Several Valley Schools Make List of Low Performing Schools

For the first time, California had to comply with federal law to identify low performing schools that receive federal funds, 781 made the list, 44 of those schools are in Riverside County.

Cynthia Glover Woods, the chief academic officer with the Riverside Department of Education says their goal is for all students to succeed, “Anytime we have data that shows we have students that are not being served well within our county that’s always a concern.”

She says under this new system schools are measured far beyond test scores and takes into account things like attendance , suspensions and graduation rates, “One thing I don’t believe that the list tells people in the community is the work that schools have been doing prior to the release of this data, there are i’m sure schools on the list that have been making progress.”

Palm Springs Unified School District had five schools on the list.

Dr.
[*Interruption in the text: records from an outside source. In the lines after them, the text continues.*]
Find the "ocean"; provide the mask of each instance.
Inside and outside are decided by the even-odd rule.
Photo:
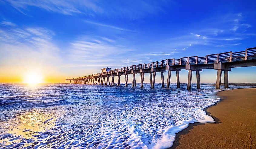
[[[203,110],[220,99],[212,84],[139,85],[0,83],[0,148],[166,148],[189,124],[215,122]]]

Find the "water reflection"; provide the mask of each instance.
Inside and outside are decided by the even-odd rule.
[[[27,141],[22,147],[31,146],[33,140],[55,125],[56,119],[50,112],[32,110],[18,113],[6,122],[5,128],[5,128],[6,134],[9,135],[1,136],[0,144],[14,147],[14,144],[18,145],[25,140],[29,140],[31,141]]]

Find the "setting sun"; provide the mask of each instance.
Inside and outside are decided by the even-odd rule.
[[[26,83],[34,84],[43,82],[43,77],[38,73],[30,73],[26,74],[24,77],[24,83]]]

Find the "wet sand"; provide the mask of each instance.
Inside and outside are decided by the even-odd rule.
[[[171,148],[256,148],[256,88],[217,95],[224,99],[204,110],[216,122],[189,124]]]

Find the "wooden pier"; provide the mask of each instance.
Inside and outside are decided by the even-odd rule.
[[[117,76],[117,85],[121,85],[120,77],[124,76],[125,80],[125,86],[128,85],[129,74],[132,75],[131,87],[136,86],[135,75],[140,74],[141,87],[143,87],[145,73],[149,74],[151,87],[154,88],[157,73],[161,73],[162,87],[165,87],[164,79],[164,73],[168,71],[166,88],[170,87],[171,75],[172,71],[176,73],[177,87],[180,88],[179,72],[181,70],[188,71],[187,89],[190,90],[192,71],[196,72],[197,86],[200,88],[200,72],[204,69],[214,69],[217,70],[216,89],[220,89],[221,74],[224,71],[224,84],[226,88],[228,87],[228,71],[231,68],[256,66],[256,47],[246,49],[245,50],[232,52],[228,52],[207,55],[206,56],[198,56],[181,57],[179,59],[171,59],[137,65],[132,65],[108,71],[92,74],[76,78],[66,79],[67,81],[71,80],[75,83],[86,84],[101,85],[115,85],[114,77]],[[109,78],[111,78],[111,85]]]

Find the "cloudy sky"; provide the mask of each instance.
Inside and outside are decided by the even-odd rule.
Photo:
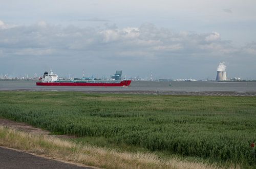
[[[1,1],[0,73],[256,79],[256,1]]]

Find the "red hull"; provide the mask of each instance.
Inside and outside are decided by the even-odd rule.
[[[36,86],[103,86],[103,87],[116,87],[128,86],[131,84],[132,80],[123,80],[120,83],[108,82],[37,82]]]

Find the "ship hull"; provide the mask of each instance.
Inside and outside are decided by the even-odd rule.
[[[99,87],[124,87],[130,86],[132,80],[123,80],[120,82],[37,82],[36,86],[99,86]]]

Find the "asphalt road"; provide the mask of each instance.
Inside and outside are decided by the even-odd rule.
[[[91,168],[66,163],[0,147],[0,168],[90,169]]]

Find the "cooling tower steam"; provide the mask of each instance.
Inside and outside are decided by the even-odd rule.
[[[224,65],[225,62],[221,62],[219,64],[217,68],[217,76],[216,76],[216,80],[226,80],[227,76],[226,75],[226,66]]]
[[[226,66],[224,65],[225,62],[221,62],[219,64],[217,68],[217,71],[223,72],[226,70]]]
Mike Swize, the assistant superintendent of education services says he sees this as an opportunity, “It’s really going to give us the opportunity to dig deeply, look to identify the root causes and then apply some evidence based interventions to make a difference for our students.”

Four of those five were middle schools: James workman, Nellie Coffman, Desert Springs and Painted Hills.
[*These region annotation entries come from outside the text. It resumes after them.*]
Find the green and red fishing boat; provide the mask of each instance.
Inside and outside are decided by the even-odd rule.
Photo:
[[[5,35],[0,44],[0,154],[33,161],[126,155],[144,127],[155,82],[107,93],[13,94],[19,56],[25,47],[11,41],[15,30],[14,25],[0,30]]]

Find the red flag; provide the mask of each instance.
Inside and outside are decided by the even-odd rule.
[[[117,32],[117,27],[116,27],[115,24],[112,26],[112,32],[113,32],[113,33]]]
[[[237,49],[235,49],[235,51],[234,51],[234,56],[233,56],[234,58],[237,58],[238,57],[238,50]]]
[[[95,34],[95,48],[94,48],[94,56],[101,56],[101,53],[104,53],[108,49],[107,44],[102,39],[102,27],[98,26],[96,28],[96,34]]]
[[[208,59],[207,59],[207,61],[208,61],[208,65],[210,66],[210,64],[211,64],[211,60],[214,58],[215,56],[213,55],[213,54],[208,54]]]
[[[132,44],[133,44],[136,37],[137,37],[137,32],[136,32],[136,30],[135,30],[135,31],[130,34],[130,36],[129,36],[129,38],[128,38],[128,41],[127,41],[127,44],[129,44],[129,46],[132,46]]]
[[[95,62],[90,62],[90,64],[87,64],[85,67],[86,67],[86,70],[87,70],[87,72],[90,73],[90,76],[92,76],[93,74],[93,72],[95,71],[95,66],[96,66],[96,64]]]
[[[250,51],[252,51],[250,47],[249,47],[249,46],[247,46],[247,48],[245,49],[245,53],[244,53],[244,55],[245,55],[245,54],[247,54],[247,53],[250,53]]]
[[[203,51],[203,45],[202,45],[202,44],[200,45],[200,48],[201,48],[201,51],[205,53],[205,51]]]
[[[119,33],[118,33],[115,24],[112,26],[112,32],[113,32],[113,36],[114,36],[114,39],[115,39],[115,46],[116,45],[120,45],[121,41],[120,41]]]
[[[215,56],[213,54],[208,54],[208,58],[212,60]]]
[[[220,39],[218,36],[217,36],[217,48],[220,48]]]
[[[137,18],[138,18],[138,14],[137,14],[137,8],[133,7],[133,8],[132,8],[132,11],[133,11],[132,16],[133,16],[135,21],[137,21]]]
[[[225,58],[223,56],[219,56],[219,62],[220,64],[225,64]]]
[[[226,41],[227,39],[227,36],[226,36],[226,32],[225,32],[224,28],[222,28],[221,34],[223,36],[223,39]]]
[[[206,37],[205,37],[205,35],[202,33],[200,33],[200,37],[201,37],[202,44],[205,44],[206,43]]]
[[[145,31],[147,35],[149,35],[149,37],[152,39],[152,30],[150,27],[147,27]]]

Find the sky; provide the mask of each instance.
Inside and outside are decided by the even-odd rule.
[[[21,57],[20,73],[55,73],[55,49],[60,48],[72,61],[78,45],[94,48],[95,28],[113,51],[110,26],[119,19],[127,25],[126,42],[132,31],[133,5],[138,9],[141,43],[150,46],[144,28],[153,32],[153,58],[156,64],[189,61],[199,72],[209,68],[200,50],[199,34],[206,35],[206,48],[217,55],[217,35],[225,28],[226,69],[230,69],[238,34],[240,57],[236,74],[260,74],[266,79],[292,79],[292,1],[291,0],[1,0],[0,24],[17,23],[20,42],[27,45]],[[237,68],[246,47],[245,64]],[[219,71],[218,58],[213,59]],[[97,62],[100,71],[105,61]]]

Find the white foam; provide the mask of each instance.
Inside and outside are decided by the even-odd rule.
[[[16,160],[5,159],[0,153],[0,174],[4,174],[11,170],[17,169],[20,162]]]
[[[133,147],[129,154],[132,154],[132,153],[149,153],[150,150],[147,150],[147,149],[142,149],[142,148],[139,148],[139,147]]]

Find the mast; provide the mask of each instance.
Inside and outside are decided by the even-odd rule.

Swize says suspension and attendance played a role, “Those are two areas that in addition to academic that we need to focus our attention.”

Desert Sands Unified School District had three schools on the list, two of theirs were middle schools too, “Dealing with a child of 10, 11, 12, 13, years old, there’s a lot of social concerns and so as we think about providing assistance for our schools and for our children we need to not only look at the academic side but also the social, emotional, learning side,” adding there is already a plan in the works to change this, “Desert Sands is putting a huge amount of resources, time and effort into developing multi teared systems of support for students and we’re working intensively with our middle schools so we have a well balances support structure for teachers and for kids.”

With the data just out it’s still early to know all of the steps that will be used for improvement and what will work but they all say they are committed to students success.

“Our schools are all committed to doing whatever it takes to continue to to help students be successful, we have great students and parents, wonderful teachers, and amazing administrators and they work really hard to make a difference,” says Swize.